The Picasso Museum on wheels, currently at the de Young in San Francisco, is such a wonderful show (see “Picasso by the Bay” below) that it’s almost easier to discuss what’s not there than what is.  Well not quite, though each great Picasso, in addition to being loved and understood on its own merits, must be seen in the context of his entire oeuvre for full appreciation, given the added dimensions that the context inevitably provides.  I won’t again trot out the by now overused Picasso-ism about the movement of his thought interesting him (in his later years) more than the thought itself–there, I said it anyway. But nowhere is that movement better preserved, with the exception of the successive photos of Guernica and The Charnel House, courtesy of Dora Maar, than through the window of the progressive states of so many of his prints.  And every now and then, a certain Picasso, in this case a drypoint from 1933, veritably screams out for its context.  The case in point looks more or less like this:


interesting enough perhaps when seen in isolation, but nothing compared to when it’s in the company of its friends.  You see, this print is the XIVth  state of twenty!  (Or XIIIth.  I have to go take another peek at it, now that I’ve looked up all the states in the catalogue raisonné.)  The subject of this print went through so many phases, not the least of which is that she started out as a profile facing (our) left, then assumed a quarter face pose, then straight on, and finally ended up a quarter face turned the other way.  You’ll see a few of them (below), but for the whole set, you’d have to consult Baer Geiser, Vol.
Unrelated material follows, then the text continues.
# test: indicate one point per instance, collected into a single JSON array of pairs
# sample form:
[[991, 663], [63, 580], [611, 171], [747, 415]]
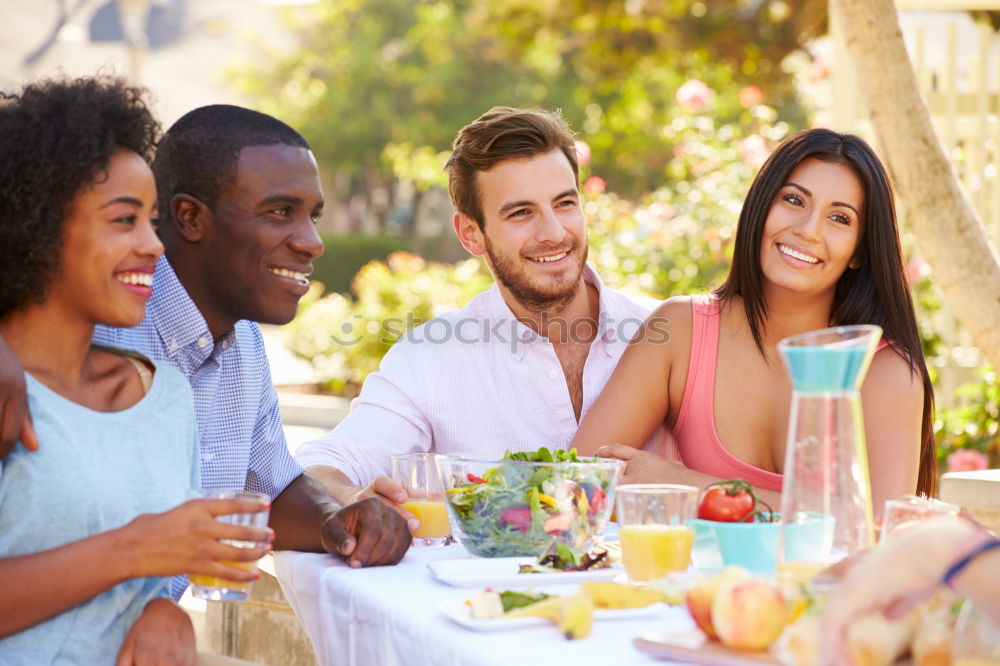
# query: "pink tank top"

II, No. 288.  What’s so great about the progression is that, except for one major erasure between states 7 and 8, Picasso doesn’t cover his tracks, but leaves  a trail just clear enough to show us where he’s been. The technical term is pentimenti, but never mind.  I won’t even mention “palimpsests”.  Except to say that this may well be the most fascinating of all of his many palimpsests.  Oh, no, I did it again.  Anyway, it’s tragic that he didn’t print more, many more, than the unique impression of each of the states IV through VII, because they are all masterpieces.  He pretty much started over with state VIII for some unknown reason, and, from there, fooled around for a while without dropping any clues as to where he was headed or whether he could possibly save this progression from disaster, or so it might at first seem, all the way up through the penultimate state–well, there were already some hints of  masterpieces in the XVIIIth  and XIXth states, but, suddenly and almost without warning, voila! the XXth and final woman (ref. Bloch 250) emerges, as if from a cake, and becomes one of the most wonderful and intriguing of all of Picasso’s graphic works.  You really need Baer Geiser for a full appreciation of the continuum, but here are photos of some of the states, just to get you started:

From humble beginnings, State I:

comes the transfixing States V:

and VII:

Then he takes it all away by State VIII, and starts rebuilding slowly with State IX:

and brings it all back by the XXth and final state:

By the way, if you bought the catalogue, you won’t find this print illustrated within it.  You might also have noticed that there are many more illustrations there than exhibited artworks.  Although works in other mediums have remained constant (or nearly so) at all the exhibit venues, the print selections have varied greatly.  So it is with this state XIV or whichever, temporarily orphaned, but soon to rejoin its dark family berth once again in some hallowed print file in the Musée Picasso’s basement.  Pity.   Anyway, be sure to spot  this intermediate state if you make it there–it’s sojourn in San Francisco may well be its last sighting ever!